Kunstpreis zu Ehren von Karl Schmidt-Rottluff wird erneut verliehen

Künstler Michael Morgner (r.) mit dem Stifterehepaar Sonja und Dr. Jürgen Oehlschläger. Das Bild übergab Morgner als Schenkung an den Chemnitzer Hof. Fotos: Cindy Haase

Chemnitz. Michael Morgner war im letzten Jahr der erste Preisträger des mit 20.000 Euro dotierten „Kunstpreis zu Ehren von Karl Schmidt-Rottluff Chemnitz“. Nun wird ein würdiger Nachfolger für den Chemnitzer Künstler gesucht. Denn im Jahr 2020 soll erneut der genannte Kunstpreis verliehen werden. Der Preisträger steht noch nicht fest, soll aber eine bedeutende Position in der Gegenwart erarbeitet haben.

Eine Kooperationsvereinbarung zwischen Stiftung und Chemnitzer Hof (hier Inhaber Hans J. Naumann bei der Unterschrift) besiegelt den Austragsungsort der zukünftigen Preisverleihungen.

„Ich würde mir wünschen, dass ein Lebenswerk gewürdigt wird“, sagt Michael Morgner und spricht sich gegen den Hype von Nachwuchskünstlerpreisen aus. Er selbst wurde im vergangenen Jahr von den Gründern der Stiftung zu Ehren von Karl Schmidt-Rottluff, Sonja und Dr. Jürgen Oehlschläger ausgewählt.

„Bei Morgner haben wir eine legitime Ausnahme gemacht“, so Sonja Oehlschläger zur Entscheidung von 2018. In Zukunft soll aber eine Jury von geplanten fünf Mitglieder über den Preisträger entscheiden. Bisher steht allerdings erst ein Mitglieder der Jury fest: Michael Morgner. Dieser hat auch schon einen Einfall für eine mögliche Tradition. „Meine Idee wäre, dass der Preisträger jeweils seinem Nachfolger eins seiner Werke schenkt.“ Damit werde dann so eine Art Staffelstab übergeben. „Man wünscht sich immer, dass man stolz ist auf seinen Vorgänger und auf seinen Nachfolger“, weiß er um die Schwierigkeit der Auswahl des richtigen Kandidaten.

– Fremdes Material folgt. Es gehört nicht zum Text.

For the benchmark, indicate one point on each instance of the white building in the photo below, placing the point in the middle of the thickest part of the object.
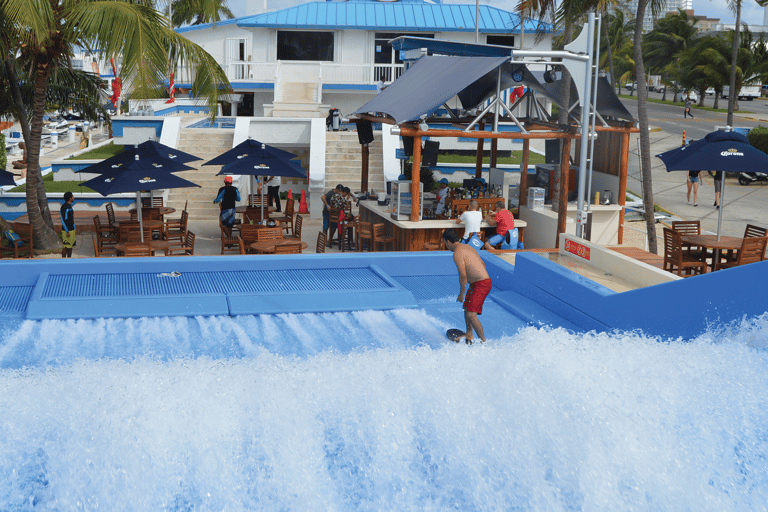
(301, 60)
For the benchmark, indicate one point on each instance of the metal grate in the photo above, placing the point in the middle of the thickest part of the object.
(14, 299)
(430, 287)
(146, 284)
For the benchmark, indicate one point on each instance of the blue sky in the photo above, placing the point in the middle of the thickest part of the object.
(751, 12)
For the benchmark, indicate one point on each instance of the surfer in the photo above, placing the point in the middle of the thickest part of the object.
(471, 270)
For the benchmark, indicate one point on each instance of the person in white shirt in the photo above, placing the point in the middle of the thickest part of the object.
(273, 190)
(442, 194)
(471, 218)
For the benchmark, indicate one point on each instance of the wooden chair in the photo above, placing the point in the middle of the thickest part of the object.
(249, 234)
(185, 248)
(269, 234)
(27, 250)
(297, 225)
(288, 247)
(286, 220)
(363, 232)
(676, 259)
(229, 243)
(176, 229)
(752, 250)
(105, 237)
(135, 249)
(380, 236)
(253, 215)
(110, 214)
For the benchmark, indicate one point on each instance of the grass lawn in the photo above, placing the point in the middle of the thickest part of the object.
(100, 153)
(55, 187)
(516, 158)
(693, 105)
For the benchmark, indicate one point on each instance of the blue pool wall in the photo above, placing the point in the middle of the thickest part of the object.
(535, 290)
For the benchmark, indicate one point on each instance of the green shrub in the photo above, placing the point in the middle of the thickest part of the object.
(758, 137)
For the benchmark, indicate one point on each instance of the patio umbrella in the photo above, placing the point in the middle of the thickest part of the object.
(135, 176)
(717, 151)
(6, 178)
(254, 158)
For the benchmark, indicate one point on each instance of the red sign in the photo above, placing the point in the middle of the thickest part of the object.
(582, 251)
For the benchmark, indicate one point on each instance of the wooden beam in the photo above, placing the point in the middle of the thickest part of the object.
(623, 171)
(562, 199)
(416, 178)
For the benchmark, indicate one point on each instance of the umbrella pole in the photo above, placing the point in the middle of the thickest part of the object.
(141, 217)
(720, 210)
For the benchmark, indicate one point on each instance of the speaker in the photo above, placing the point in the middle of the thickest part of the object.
(364, 132)
(552, 151)
(408, 145)
(429, 155)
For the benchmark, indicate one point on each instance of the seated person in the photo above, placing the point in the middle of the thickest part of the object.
(503, 220)
(472, 218)
(21, 164)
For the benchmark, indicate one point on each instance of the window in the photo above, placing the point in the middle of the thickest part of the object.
(305, 46)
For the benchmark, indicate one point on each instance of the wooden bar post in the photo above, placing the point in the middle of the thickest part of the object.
(479, 160)
(523, 192)
(416, 179)
(364, 170)
(623, 170)
(562, 199)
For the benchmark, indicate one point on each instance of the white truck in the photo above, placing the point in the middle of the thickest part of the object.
(747, 92)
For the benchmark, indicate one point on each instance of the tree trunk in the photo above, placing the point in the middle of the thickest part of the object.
(645, 138)
(608, 44)
(37, 202)
(734, 55)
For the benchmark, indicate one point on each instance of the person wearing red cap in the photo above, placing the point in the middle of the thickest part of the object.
(228, 196)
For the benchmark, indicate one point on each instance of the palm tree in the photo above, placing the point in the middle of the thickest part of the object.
(197, 12)
(43, 33)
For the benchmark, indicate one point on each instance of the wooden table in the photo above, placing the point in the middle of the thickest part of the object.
(267, 246)
(154, 245)
(726, 243)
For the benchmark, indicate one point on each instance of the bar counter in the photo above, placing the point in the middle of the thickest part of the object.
(412, 236)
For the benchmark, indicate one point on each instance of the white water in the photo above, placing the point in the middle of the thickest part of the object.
(375, 411)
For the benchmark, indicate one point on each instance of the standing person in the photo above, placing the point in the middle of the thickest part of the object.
(273, 190)
(68, 232)
(503, 220)
(718, 175)
(228, 196)
(326, 199)
(472, 218)
(693, 184)
(471, 270)
(442, 194)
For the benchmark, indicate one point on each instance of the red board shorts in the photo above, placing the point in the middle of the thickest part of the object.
(476, 295)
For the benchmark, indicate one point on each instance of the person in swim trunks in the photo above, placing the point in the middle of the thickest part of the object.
(68, 232)
(471, 270)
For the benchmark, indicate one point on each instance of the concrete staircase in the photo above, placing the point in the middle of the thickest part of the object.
(343, 161)
(207, 144)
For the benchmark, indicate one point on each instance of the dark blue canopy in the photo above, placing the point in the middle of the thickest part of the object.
(717, 151)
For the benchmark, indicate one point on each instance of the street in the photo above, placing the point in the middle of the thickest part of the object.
(742, 205)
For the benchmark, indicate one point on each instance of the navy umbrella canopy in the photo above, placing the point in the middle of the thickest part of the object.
(135, 176)
(717, 151)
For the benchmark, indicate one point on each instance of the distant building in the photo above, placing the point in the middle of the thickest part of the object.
(299, 60)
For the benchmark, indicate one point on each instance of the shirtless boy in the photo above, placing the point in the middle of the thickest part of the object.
(471, 270)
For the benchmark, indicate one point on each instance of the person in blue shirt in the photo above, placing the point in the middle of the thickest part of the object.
(68, 233)
(228, 196)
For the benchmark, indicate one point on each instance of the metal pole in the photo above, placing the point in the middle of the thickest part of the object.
(581, 216)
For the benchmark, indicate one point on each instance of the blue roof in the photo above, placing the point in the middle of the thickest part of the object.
(403, 15)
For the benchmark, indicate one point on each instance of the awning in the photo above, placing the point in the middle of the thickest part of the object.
(428, 84)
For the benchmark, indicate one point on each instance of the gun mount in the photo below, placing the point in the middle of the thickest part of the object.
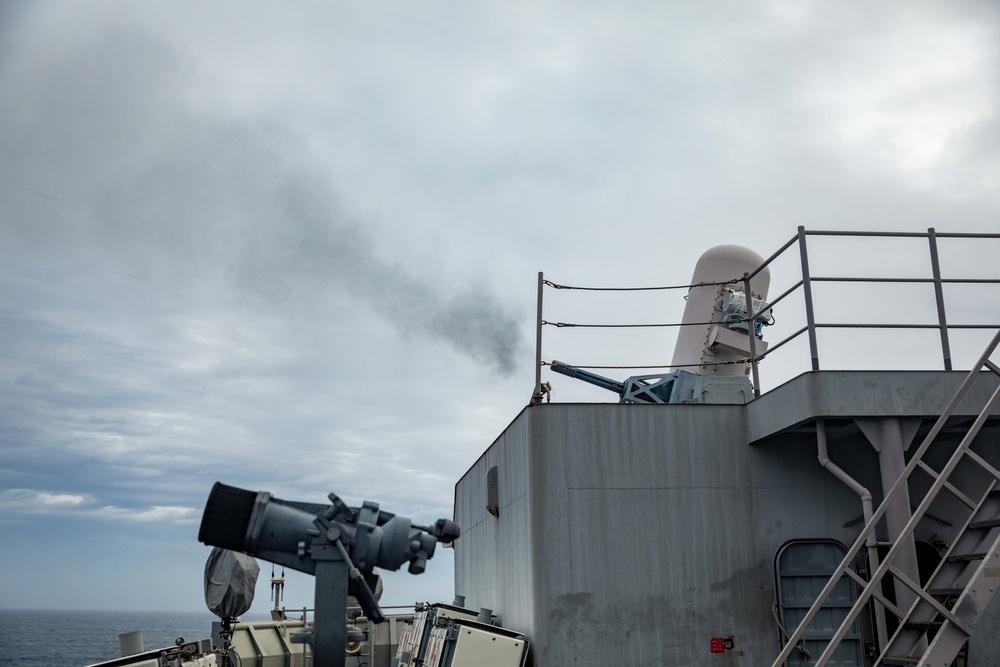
(676, 387)
(339, 545)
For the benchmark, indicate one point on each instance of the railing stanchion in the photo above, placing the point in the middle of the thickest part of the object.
(807, 294)
(753, 335)
(939, 298)
(537, 396)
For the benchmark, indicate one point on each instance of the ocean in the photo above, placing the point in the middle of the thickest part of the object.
(77, 638)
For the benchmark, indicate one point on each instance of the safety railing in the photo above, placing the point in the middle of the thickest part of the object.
(804, 286)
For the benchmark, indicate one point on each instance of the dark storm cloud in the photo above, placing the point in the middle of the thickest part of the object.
(116, 164)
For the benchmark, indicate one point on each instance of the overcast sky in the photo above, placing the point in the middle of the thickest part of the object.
(294, 247)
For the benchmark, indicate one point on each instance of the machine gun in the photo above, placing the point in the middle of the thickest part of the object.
(676, 387)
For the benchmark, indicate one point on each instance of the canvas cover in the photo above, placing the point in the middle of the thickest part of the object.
(230, 579)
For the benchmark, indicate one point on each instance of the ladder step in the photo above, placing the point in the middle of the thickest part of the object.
(955, 558)
(923, 625)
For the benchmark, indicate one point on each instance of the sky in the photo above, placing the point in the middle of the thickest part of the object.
(294, 247)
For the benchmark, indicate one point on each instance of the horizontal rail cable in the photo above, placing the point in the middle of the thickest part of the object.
(970, 281)
(549, 283)
(704, 365)
(562, 325)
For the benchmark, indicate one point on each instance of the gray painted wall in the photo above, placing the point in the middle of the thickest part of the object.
(632, 534)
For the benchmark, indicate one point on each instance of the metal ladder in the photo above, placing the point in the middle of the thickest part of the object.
(944, 615)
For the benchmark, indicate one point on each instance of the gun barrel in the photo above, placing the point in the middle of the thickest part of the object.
(587, 376)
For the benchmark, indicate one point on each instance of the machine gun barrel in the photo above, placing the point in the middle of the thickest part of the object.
(587, 376)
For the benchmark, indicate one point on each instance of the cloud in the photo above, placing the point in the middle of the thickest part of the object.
(115, 175)
(21, 503)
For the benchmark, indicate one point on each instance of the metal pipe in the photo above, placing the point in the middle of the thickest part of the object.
(807, 294)
(823, 455)
(939, 298)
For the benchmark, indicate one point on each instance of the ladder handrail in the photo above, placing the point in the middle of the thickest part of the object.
(869, 529)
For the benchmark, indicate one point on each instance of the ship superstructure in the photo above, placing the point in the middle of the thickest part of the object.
(701, 531)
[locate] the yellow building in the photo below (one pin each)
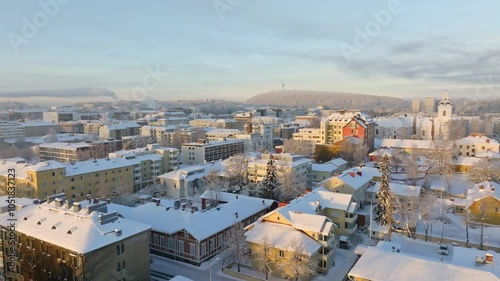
(60, 239)
(76, 180)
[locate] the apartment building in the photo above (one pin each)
(77, 179)
(11, 130)
(60, 239)
(117, 131)
(286, 165)
(71, 152)
(150, 162)
(191, 235)
(187, 181)
(204, 151)
(294, 230)
(477, 144)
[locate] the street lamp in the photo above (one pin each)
(211, 264)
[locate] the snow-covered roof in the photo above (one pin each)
(66, 145)
(394, 122)
(467, 161)
(483, 189)
(398, 189)
(200, 225)
(282, 237)
(476, 139)
(378, 265)
(97, 165)
(407, 144)
(77, 231)
(193, 172)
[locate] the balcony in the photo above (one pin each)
(351, 218)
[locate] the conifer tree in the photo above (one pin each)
(384, 209)
(268, 185)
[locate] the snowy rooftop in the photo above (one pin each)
(476, 139)
(200, 225)
(66, 145)
(77, 231)
(407, 144)
(378, 265)
(282, 237)
(192, 172)
(398, 189)
(97, 165)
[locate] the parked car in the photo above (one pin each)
(443, 249)
(344, 242)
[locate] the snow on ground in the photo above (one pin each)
(456, 228)
(202, 272)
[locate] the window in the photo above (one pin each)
(192, 249)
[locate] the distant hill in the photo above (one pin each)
(332, 100)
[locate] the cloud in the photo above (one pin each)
(78, 93)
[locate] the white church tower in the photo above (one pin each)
(442, 123)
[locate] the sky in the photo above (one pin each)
(235, 49)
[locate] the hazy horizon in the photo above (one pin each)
(233, 50)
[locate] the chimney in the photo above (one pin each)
(77, 207)
(59, 202)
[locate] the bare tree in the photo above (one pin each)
(296, 264)
(314, 122)
(485, 170)
(237, 169)
(441, 155)
(264, 257)
(290, 184)
(425, 209)
(236, 242)
(301, 147)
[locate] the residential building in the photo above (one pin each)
(117, 131)
(416, 106)
(71, 152)
(186, 181)
(204, 151)
(60, 239)
(430, 105)
(475, 144)
(11, 130)
(354, 181)
(77, 179)
(286, 165)
(328, 169)
(296, 229)
(191, 235)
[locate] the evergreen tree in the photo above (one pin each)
(384, 210)
(268, 185)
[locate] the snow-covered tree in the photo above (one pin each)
(291, 184)
(264, 257)
(269, 183)
(295, 264)
(236, 243)
(384, 207)
(236, 169)
(485, 170)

Konkrete Vorgaben für den Preisträger gibt es nicht, außer dass es ein noch lebender Künstler sein muss. Er oder sie könne aus ganz Europa stammen und auch die Stilrichtung sei nicht festgelegt. Ob nun Maler, Grafiker oder Bildhauer – all das sei der Jury überlassen, so Sonja Oehlschläger. Bekannt gegeben werden soll der Preisträger Ende des ersten Halbjahres 2020.

Fest steht indes schon, wann und wo die Preisverleihung stattfindet. Aufgrund einer am Dienstag besiegelten Kooperation zwischen der Stiftung und dem Hotel Chemnitzer Hof wird die Ehrung am 20. November 2020 in dem renomierten Haus überreicht. „Das Haus hat bei der ersten Preisverleihung 2018 bewiesen, dass es in seiner architektonischen Schönheit und mit seinem herausragenden Service ein würdiger Austragungsort für eine über Chemnitz und Sachsen hinaus strahlende Veranstaltung ist. Entsprechend wollen wir auch die künftigen Preisverleihungen – und zunächst die Preisverleihung 2020 – hier feiern“, erklärt die Stifterin.

Damit trage man auch der Tatsache Rechnung, dass Prof. Dr.-Ing. Hans J. Naumann als Inhaber und Geschäftsführer des Hotels und als Privatperson die Stiftungsarbeit in der Vergangenheit unterstützt habe. Ein Schild am Haupteingang des Hotels weist nun auch auf die Kooperation hin.

Noch ein weiterer Partner wurde zudem mit ins Boot geholt: Die neuen Universitätsbibliothek. Diese ensteht derzeit in der Alten Aktienspinnerei und soll am 1. Oktober 2020 seiner Bestimmung übergeben werden. „Die Idee einer Verbindung zwischen Kultur und Wissenschaft ist eine super Idee“, war Angela Malz, Direktorin der Universitätsbibliothek sofort begeistert von der Vorstellung, einer Ausstellung.

Das neue Schild am Haupteingang des Hotels kommt bei den Verantwortlichen gut an.